Obsesyon takıntı, kompülsİyon ise takıntıyı rahatlatan davranıştır. Obsesif kompülsİf bozuklukta kişi yaptığı davranışın saçma olduğunu bildiği halde yapmaya devam eder. Kişi devamlı tıpkı davranışı tekrarlar.Örneğin kişi kendisini pis hisseder ellerini yıkamak ister. Obsesyon zihinde daima tekrarlayan niyetlerdir,bu niyetler ellerin kirlendi,ellerin pis, ellerini yıka diyen katı, sert, emredici fikirlerdir. Kompülsİyon ise bu fikrin getirdiği duyguyu rahatlatmak için kişinin yaptığı davranışlardır. Obsesyon zihnimizin kullandığı savunma sistemlerinden biridir, yani ruhsal olarak stresliyken, huzursuzken, çaresizken ortaya çıkar. Bu sebepten obsesyonun başlangıç vakti çok kıymetlidir. Kişinin hayatındaki bir değişiklik, bir ayrılık, bir mevt obsesif kanıların başlamasına ya da artmasına sebep olabilir.
Obsesif kompülsİf bozuklkta kişinin birinci kademede bu sıkıntılarla kendi kendine başa çıkabileceğine dair bir inancı olur. Kendi kendine başa çıkma usulleri kompülsİyonlardır, zihnine gelen takıntılı fikirleri rahatlatmak için ellerini yıkar, evi temizler, ocağı denetim eder, kapının kiliti olup olmamasını denetim eder, sayı sayar, dışarda yemek yemez, meskene konuk almaz, banyoda saatlerce kalır, daima namaz kılar, konuta geldiğinde bütün kıyafetlerini çıkartıp yıkar.Yapılan davranışalar şahısta kısa bir müddet rahatlama sağlar. Vakitle rahatlamak için yapılan davranışların müddeti uzamaya başlar. Süreçte bu davranışlar şahısta yorgunluk, bezginlik oluşturur, etrafındaki şahıslar git gite uzaklaşmaya başlar, toplumsal bağları bozulur, eşi ile ortası bozulur, bir mühlet sonra bu davranışlarıyla başa çıkamyacığını hissedip profesyonel bir takviye alma yoluna masraf.
TERTİP TAKINTISI
Nizam takıntısı olan bireyler; ruhsal karışıklıklarını eşyalar üzerinden gidermeye çalışır.
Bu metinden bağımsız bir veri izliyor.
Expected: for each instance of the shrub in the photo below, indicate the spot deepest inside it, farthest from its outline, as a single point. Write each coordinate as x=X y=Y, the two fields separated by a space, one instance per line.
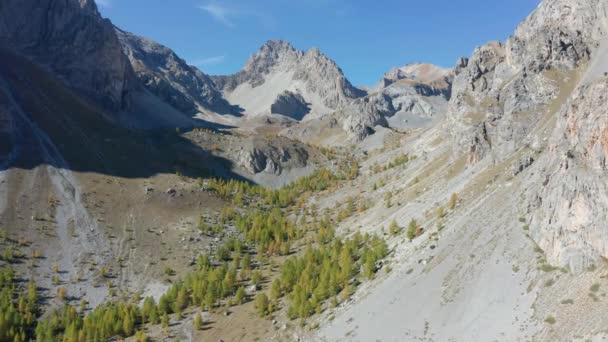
x=412 y=230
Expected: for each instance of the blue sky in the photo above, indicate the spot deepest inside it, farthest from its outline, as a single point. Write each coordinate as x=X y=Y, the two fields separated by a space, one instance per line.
x=365 y=38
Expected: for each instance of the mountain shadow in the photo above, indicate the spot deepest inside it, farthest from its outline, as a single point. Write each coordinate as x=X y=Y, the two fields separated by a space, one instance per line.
x=43 y=122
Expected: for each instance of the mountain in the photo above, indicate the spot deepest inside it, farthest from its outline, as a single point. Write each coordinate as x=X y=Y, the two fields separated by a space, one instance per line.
x=506 y=98
x=462 y=204
x=74 y=42
x=170 y=78
x=310 y=79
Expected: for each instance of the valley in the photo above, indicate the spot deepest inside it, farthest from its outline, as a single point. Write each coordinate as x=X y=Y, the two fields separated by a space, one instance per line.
x=142 y=199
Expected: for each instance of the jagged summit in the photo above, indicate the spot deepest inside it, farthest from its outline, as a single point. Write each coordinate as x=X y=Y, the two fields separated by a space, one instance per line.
x=278 y=67
x=170 y=78
x=422 y=73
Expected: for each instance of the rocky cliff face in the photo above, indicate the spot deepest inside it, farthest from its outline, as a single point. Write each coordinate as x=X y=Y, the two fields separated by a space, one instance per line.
x=170 y=78
x=498 y=92
x=278 y=67
x=71 y=38
x=569 y=193
x=541 y=97
x=411 y=96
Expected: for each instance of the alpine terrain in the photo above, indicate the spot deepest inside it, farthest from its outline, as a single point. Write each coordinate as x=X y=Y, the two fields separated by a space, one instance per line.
x=142 y=199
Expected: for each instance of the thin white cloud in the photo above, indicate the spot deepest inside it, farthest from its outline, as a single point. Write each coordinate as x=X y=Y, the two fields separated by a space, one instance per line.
x=209 y=61
x=228 y=14
x=221 y=13
x=104 y=3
Simetri hastalığı olarak da bilinen sistem takıntısı kişinin iç dünyasında yaşadığı karışıklığa düzensizliğe tahammül edemeyip eşyaları düzelterek kendi kendisini rahatlatma gayretidir. Bu bireyler kıyafetteki uyumsuzluğa, odadaki perdenin eğri durmasına, çalışma masasının üzerindeki asimetriye tahammül edemez. Eşyaların sistemli, simetrik ve uyumlu olmasını ister. Etrafındaki her şeyi kategorize etmeye çalışır.Örneğin kıyafetleri reklerine uygun yıkamak için 10 farklı kategoriye ayırabilir, çalışma odasındaki kitapları boyutlarına nazaran, müelliflerine nazaran, renklerine nazaran düzenleyebilir. Bunun bir takıntı olmasının nedeni kişinin rastgele bir düzensizliğe tahammülünün yok denecek kadar az olmasından kaynaklanır. Örneğin; Saatin asimetrik durmasına dayanamaz, çabucak onu düzeltmek ister.
PAKLIK TAKINTISI
Paklık takıntısı kültürel olarak en sık karşılaştığımız takıntıların başında gelir. Çoğunlukla bayanlarda görülür, erkeklerde görülme sıklığı azdır.Bu şahıslar toz, mikrop, idrar ve kirle çok meşguldür. Paklık takıntısı olan şahısların en çok meşgul olduğu, kirli olarak düşündüğü şeylerin başında el gelir, onun dışında kumanda, kapı kolları, otobüste tutunacak yerler, banyo ve tuvalet bu bireylerin en çok kirli gördüğü yerlerdir. Paklık takıntısı olan bireyler başlangıçta meskende yaptıkları bir kaç saatlik temizlikle rahatlayabiliyorken bir mühlet sonra saatlerce paklık yapsa da rahatlayamamaya başlar. Paklığın detayları daima artar. Başlangıçta el yıkamaya günde bir saatini harcarken süreçte bu iki üç katına çıkar. Elleri yara içinde kalıncaya kadar ellerini yıkar yeniden de ellerinin kirli olduğunu düşünür. Bu bireyler dışarda bir şeyler yiyip içmekten kaçınabilir, aldığı zerzevat ve meyveyi mikropları ölsün diye çok uzun müddet yıkayabilir, meskene girereken bütün kıyafetlerini çıkartıp yıkayabilir, konuta gelen konuğun akabinde onun kullandığı bütün eşyaları yıkayabilir. Temzilik takıntsı olan bireyler ruhsal olarak kirli hisseder, ruhsal olarak hissettiği kirli olma, pis olma hissinden kurtulmak için yaptıkları davranışlar kişiyi kısa bir müddet rahatlatır. Bir müddet sonra kendilerini tekrar tekrar birebir davranışı yaparken bulurlar. Bu bireylerin hayatları çok yorucudur. Yaptıkları davranışaların saçma olduğunun farkında olsalar da kendilerini o davranışı yapmaktan bir türlü alıkoyamazlar.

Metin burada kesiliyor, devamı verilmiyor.